Exploratory Data Structure Comparisons by Use of Principal Component Analysis (303545)

View Presentation View Presentation

Karl Bang Christensen, Section of Biostatistics, Department of Public Health, University of Copenhagen 
Bo Markussen, Department of Mathematical Sciences, University of Copenhagen 
*Anne Helby Petersen, Biostatistics, University of Copenhagen 

Keywords: principal component analysis, data structure comparisons, R, exploratory data analysis, covariance matrix

A lot of statistical datasets are somehow divided into two distinct subsets, e.g. due to multi-center sampling.

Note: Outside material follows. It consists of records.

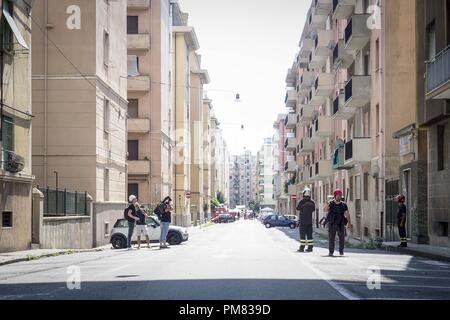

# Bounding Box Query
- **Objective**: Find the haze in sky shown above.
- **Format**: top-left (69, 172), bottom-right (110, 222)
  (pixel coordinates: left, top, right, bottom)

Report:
top-left (179, 0), bottom-right (311, 154)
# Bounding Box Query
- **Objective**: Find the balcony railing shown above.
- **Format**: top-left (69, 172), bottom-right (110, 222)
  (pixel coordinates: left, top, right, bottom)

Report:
top-left (427, 46), bottom-right (450, 99)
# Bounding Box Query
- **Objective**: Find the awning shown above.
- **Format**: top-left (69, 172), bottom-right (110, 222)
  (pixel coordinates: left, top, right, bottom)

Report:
top-left (3, 9), bottom-right (29, 49)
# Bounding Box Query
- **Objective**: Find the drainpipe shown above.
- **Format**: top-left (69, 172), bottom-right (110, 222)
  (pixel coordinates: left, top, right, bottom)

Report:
top-left (43, 0), bottom-right (48, 187)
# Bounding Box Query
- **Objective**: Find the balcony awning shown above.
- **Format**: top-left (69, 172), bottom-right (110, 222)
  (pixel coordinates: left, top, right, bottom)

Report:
top-left (3, 9), bottom-right (29, 50)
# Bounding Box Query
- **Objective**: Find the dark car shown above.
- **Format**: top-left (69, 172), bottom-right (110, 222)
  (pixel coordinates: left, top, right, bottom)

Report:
top-left (264, 214), bottom-right (297, 229)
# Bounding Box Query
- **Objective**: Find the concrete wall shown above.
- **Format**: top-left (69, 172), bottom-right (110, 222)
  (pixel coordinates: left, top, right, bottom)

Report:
top-left (40, 216), bottom-right (92, 249)
top-left (92, 202), bottom-right (127, 247)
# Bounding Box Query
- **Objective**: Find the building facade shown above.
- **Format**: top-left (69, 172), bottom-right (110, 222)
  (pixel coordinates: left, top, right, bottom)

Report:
top-left (0, 0), bottom-right (34, 252)
top-left (229, 151), bottom-right (256, 209)
top-left (32, 0), bottom-right (128, 245)
top-left (127, 0), bottom-right (175, 207)
top-left (285, 0), bottom-right (417, 240)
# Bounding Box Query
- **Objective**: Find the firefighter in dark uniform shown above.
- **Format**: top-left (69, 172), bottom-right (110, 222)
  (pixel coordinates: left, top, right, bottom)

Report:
top-left (395, 194), bottom-right (408, 248)
top-left (297, 188), bottom-right (316, 252)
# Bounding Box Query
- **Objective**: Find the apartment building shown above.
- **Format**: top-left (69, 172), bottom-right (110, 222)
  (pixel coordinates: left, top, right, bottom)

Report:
top-left (229, 151), bottom-right (256, 209)
top-left (256, 138), bottom-right (276, 209)
top-left (0, 0), bottom-right (34, 252)
top-left (285, 0), bottom-right (417, 240)
top-left (210, 110), bottom-right (230, 205)
top-left (31, 0), bottom-right (128, 245)
top-left (416, 0), bottom-right (450, 247)
top-left (273, 114), bottom-right (288, 214)
top-left (127, 0), bottom-right (175, 207)
top-left (190, 52), bottom-right (210, 222)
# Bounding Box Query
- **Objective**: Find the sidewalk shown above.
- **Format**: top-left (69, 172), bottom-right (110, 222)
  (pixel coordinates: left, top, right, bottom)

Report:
top-left (383, 242), bottom-right (450, 262)
top-left (0, 244), bottom-right (111, 266)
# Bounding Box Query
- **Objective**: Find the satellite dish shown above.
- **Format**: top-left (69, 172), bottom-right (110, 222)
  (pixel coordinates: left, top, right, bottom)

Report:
top-left (370, 164), bottom-right (380, 179)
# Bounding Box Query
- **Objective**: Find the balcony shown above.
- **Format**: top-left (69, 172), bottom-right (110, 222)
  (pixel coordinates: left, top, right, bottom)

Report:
top-left (332, 0), bottom-right (356, 20)
top-left (314, 0), bottom-right (333, 16)
top-left (284, 156), bottom-right (297, 173)
top-left (344, 138), bottom-right (372, 166)
top-left (310, 160), bottom-right (333, 181)
top-left (332, 39), bottom-right (354, 70)
top-left (288, 184), bottom-right (297, 196)
top-left (314, 73), bottom-right (335, 98)
top-left (309, 30), bottom-right (333, 69)
top-left (127, 0), bottom-right (150, 10)
top-left (127, 118), bottom-right (150, 133)
top-left (298, 71), bottom-right (316, 94)
top-left (298, 106), bottom-right (314, 127)
top-left (331, 94), bottom-right (356, 120)
top-left (284, 113), bottom-right (297, 129)
top-left (128, 160), bottom-right (150, 176)
top-left (311, 116), bottom-right (334, 143)
top-left (284, 88), bottom-right (298, 109)
top-left (308, 8), bottom-right (328, 32)
top-left (127, 33), bottom-right (150, 51)
top-left (284, 137), bottom-right (297, 151)
top-left (345, 14), bottom-right (371, 51)
top-left (345, 76), bottom-right (371, 108)
top-left (298, 137), bottom-right (314, 156)
top-left (426, 46), bottom-right (450, 99)
top-left (128, 76), bottom-right (150, 92)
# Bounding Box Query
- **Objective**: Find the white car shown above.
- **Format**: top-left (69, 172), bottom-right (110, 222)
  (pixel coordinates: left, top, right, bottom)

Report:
top-left (110, 217), bottom-right (189, 249)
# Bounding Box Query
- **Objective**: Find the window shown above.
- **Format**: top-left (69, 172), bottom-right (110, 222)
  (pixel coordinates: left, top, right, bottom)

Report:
top-left (128, 99), bottom-right (139, 119)
top-left (103, 31), bottom-right (109, 67)
top-left (426, 20), bottom-right (436, 61)
top-left (375, 39), bottom-right (380, 71)
top-left (1, 116), bottom-right (14, 166)
top-left (364, 172), bottom-right (369, 201)
top-left (2, 211), bottom-right (12, 228)
top-left (104, 221), bottom-right (109, 237)
top-left (128, 140), bottom-right (139, 160)
top-left (103, 99), bottom-right (111, 133)
top-left (128, 183), bottom-right (139, 199)
top-left (103, 168), bottom-right (109, 201)
top-left (437, 126), bottom-right (445, 171)
top-left (127, 16), bottom-right (139, 34)
top-left (127, 54), bottom-right (139, 77)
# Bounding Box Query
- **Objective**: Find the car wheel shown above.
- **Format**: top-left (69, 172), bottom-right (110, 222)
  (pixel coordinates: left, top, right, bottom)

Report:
top-left (167, 232), bottom-right (182, 246)
top-left (111, 236), bottom-right (127, 249)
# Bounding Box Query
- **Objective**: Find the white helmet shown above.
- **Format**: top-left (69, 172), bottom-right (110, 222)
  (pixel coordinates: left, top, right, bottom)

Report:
top-left (303, 187), bottom-right (311, 198)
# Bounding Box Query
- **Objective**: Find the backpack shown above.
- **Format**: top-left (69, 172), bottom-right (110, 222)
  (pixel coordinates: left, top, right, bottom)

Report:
top-left (154, 202), bottom-right (166, 220)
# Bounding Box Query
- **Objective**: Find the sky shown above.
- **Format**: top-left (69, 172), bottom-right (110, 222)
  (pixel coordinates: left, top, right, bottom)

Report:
top-left (179, 0), bottom-right (311, 155)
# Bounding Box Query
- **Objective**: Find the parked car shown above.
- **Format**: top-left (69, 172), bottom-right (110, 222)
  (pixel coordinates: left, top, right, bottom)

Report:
top-left (284, 214), bottom-right (298, 223)
top-left (110, 217), bottom-right (189, 249)
top-left (264, 214), bottom-right (298, 229)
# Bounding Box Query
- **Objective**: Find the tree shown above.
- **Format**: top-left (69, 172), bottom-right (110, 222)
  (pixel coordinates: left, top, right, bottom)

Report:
top-left (217, 191), bottom-right (227, 204)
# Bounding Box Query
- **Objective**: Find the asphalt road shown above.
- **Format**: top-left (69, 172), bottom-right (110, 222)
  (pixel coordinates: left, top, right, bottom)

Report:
top-left (0, 221), bottom-right (450, 300)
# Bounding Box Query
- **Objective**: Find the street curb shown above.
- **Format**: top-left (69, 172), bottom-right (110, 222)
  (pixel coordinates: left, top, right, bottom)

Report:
top-left (382, 245), bottom-right (450, 262)
top-left (0, 248), bottom-right (105, 266)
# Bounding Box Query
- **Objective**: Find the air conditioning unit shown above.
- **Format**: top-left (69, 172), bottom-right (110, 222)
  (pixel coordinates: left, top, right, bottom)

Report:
top-left (6, 151), bottom-right (25, 173)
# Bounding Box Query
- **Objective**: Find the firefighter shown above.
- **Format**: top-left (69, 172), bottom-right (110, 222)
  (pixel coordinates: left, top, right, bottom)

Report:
top-left (297, 188), bottom-right (316, 252)
top-left (327, 189), bottom-right (352, 257)
top-left (395, 194), bottom-right (408, 248)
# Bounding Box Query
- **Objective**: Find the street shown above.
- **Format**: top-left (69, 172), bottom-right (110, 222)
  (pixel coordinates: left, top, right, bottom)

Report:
top-left (0, 220), bottom-right (450, 300)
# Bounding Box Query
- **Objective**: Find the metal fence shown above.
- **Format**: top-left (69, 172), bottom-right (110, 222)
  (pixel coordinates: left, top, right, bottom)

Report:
top-left (427, 46), bottom-right (450, 93)
top-left (38, 187), bottom-right (90, 217)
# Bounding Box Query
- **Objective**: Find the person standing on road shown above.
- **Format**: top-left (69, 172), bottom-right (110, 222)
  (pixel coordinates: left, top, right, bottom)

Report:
top-left (327, 189), bottom-right (352, 257)
top-left (395, 194), bottom-right (408, 248)
top-left (125, 195), bottom-right (139, 250)
top-left (136, 202), bottom-right (150, 249)
top-left (297, 188), bottom-right (316, 252)
top-left (159, 202), bottom-right (173, 249)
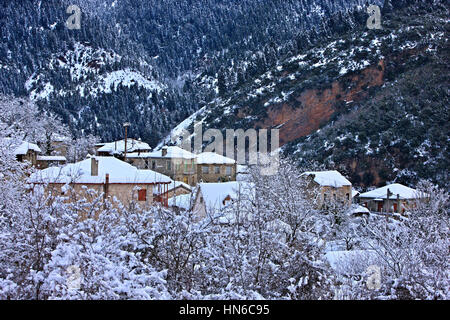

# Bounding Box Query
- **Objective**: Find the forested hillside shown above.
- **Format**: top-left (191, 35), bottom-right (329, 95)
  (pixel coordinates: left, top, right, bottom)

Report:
top-left (0, 0), bottom-right (381, 144)
top-left (167, 1), bottom-right (450, 186)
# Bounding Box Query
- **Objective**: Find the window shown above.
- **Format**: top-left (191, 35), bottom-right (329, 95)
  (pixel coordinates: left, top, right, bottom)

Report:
top-left (138, 189), bottom-right (147, 201)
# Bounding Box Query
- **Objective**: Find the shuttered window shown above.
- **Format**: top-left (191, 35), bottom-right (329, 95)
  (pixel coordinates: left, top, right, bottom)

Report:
top-left (138, 189), bottom-right (147, 201)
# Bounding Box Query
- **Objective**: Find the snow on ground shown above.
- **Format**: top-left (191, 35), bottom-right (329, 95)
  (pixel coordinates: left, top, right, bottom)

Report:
top-left (30, 157), bottom-right (172, 183)
top-left (197, 152), bottom-right (236, 164)
top-left (302, 170), bottom-right (352, 188)
top-left (360, 183), bottom-right (423, 199)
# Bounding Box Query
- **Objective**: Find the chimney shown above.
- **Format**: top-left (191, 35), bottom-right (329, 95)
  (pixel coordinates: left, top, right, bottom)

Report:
top-left (91, 157), bottom-right (98, 177)
top-left (103, 173), bottom-right (109, 199)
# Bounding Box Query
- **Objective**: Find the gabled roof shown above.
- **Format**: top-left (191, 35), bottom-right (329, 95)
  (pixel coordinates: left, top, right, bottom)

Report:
top-left (2, 138), bottom-right (41, 156)
top-left (359, 183), bottom-right (424, 199)
top-left (30, 157), bottom-right (172, 184)
top-left (198, 181), bottom-right (249, 210)
top-left (197, 152), bottom-right (236, 164)
top-left (36, 156), bottom-right (67, 161)
top-left (153, 180), bottom-right (192, 195)
top-left (134, 146), bottom-right (195, 159)
top-left (97, 139), bottom-right (152, 154)
top-left (302, 170), bottom-right (352, 188)
top-left (169, 193), bottom-right (194, 210)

Often, one wishes to combine such data into one and conduct only a single analysis, but this is only meaningful if the two subsets are similar in structures. However, procedures for assessing whether such a data collapsing is allowed are usually very ad hoc and require making full model assumptions. This is fundamentally problematic, as it results in a recursive process, where the model choice hinges on the structure of the data, while the structure of the data is evaluated by the chosen model. This implies high risks of overfitting, and of obtaining parameter estimates that do not have the distributional properties implied by textbook statistics. In this presentation, a more systematic approach to data structure comparisons is proposed, focusing on the structure of the covariance matrix. By use of principal component analysis, covariance matrices can be visualized for intuitive, exploratory data structure comparisons without any model assumptions. Three visual tools from the R-package PCADSC are presented as a candidate method for exploratory data structure comparisons.